Week Three | March 23
The Legend of Zelda: A Link to the Past
We continue this issue's theme of exploring personally influential games with not one but two Zelda write-ups. Does this mean we're all a bunch of idiot Nintendo fanboys? Nah, it just means that the Zeldas -- particularly these two -- were pretty much revolutionary masterpieces that defined how games can and should work.

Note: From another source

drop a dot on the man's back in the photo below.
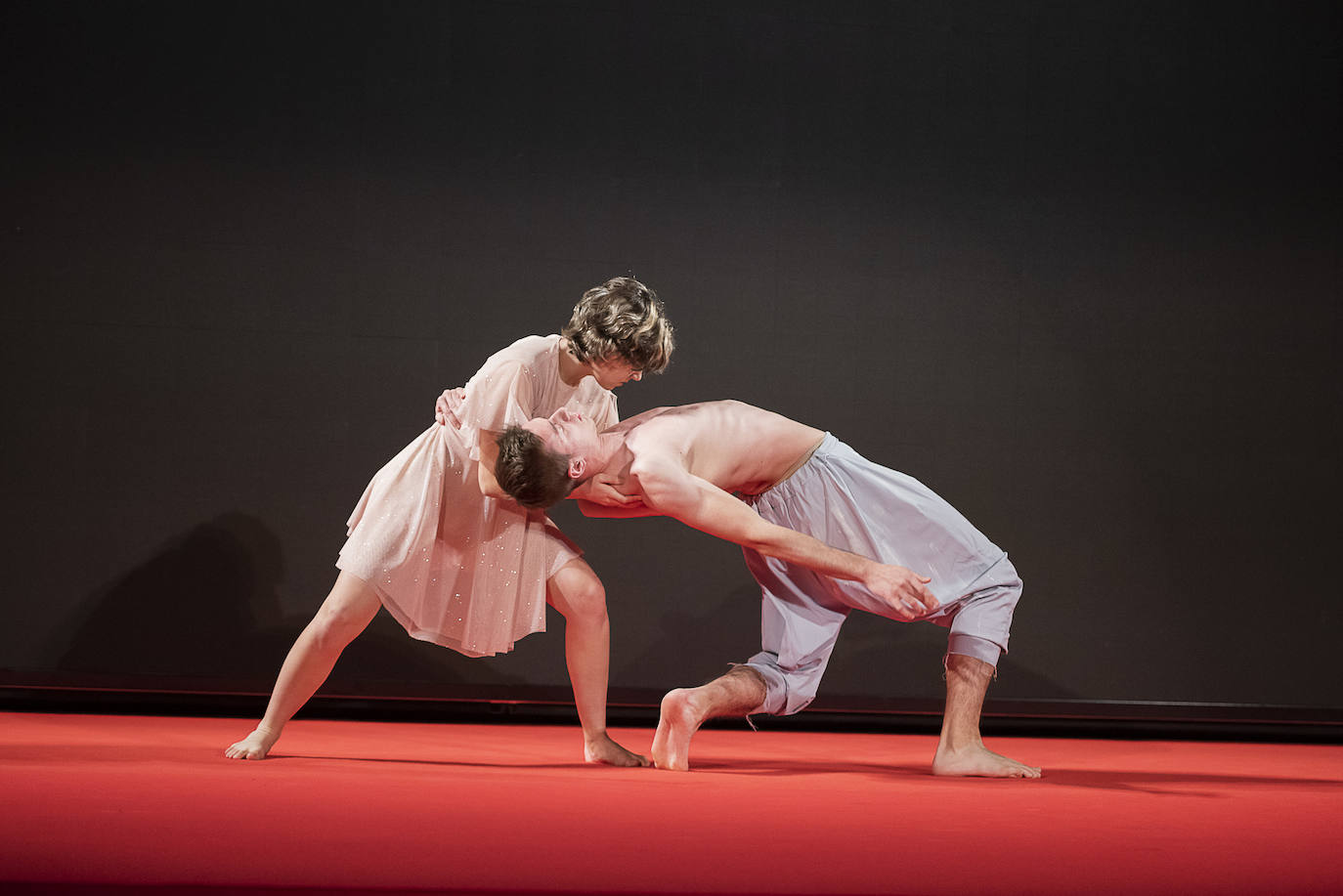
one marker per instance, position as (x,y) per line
(735,447)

The Legend of Zelda: Ocarina of Time
Of course, GameSpite already has an Ocarina of Time retrospective, but the previous entry was a bit more objective, a bit less personal. This is the gonzo version -- except not really, since it wasn't written in the desert under the influence of quaaludes, and any screaming about being attacked by bats isn't hallucinogenic in nature. Bats actually do tend to attack you in Zelda games, you see.
Week Four | March 30
Final Fantasy VII: The Voice of the Planet
Let it never be said that I don't brook dissenting opinions. Today Kishi doesn't just offer a clement analysis of his own personal pivotal game experience, Final Fantasy VII, but he goes so far as to call out my (admittedly overstated for the sake of flamebait) review. But one thing we can both agree on: Sephiroth is a really stupid villain.
And then we have Loki's look at Kirby's color debut, which (in the tradition of his Mole Mania review) is pure love and happiness distilled into something like a review...but far more wonderful. You will become a better person for having read it.
Week Five | April 13
Proving that you don't have to suffer from verbal diarrhea to be a
new gently-used games journalist, reibeatall offers up a concise summary of the single most profound video game moment he's ever experienced. Danger: it involves spoilers.
Deadly Rooms of Death?
Nearly two years in the making, Merus delves deeply into a game that you've probably never heard of (or at the very least, never played) but which had a tremendous impact on his life. Personally, this piece made me feel like an unappreciative jerk for never spending more time with DRoD.
Sword of Vermilion
Finally, Mightyblue looks deep in the soul and wonders, how it is that I could ever have experienced so much affection for an infuriatingly awful video game? The results of his geeky vision quest are splayed across the page for all to experience.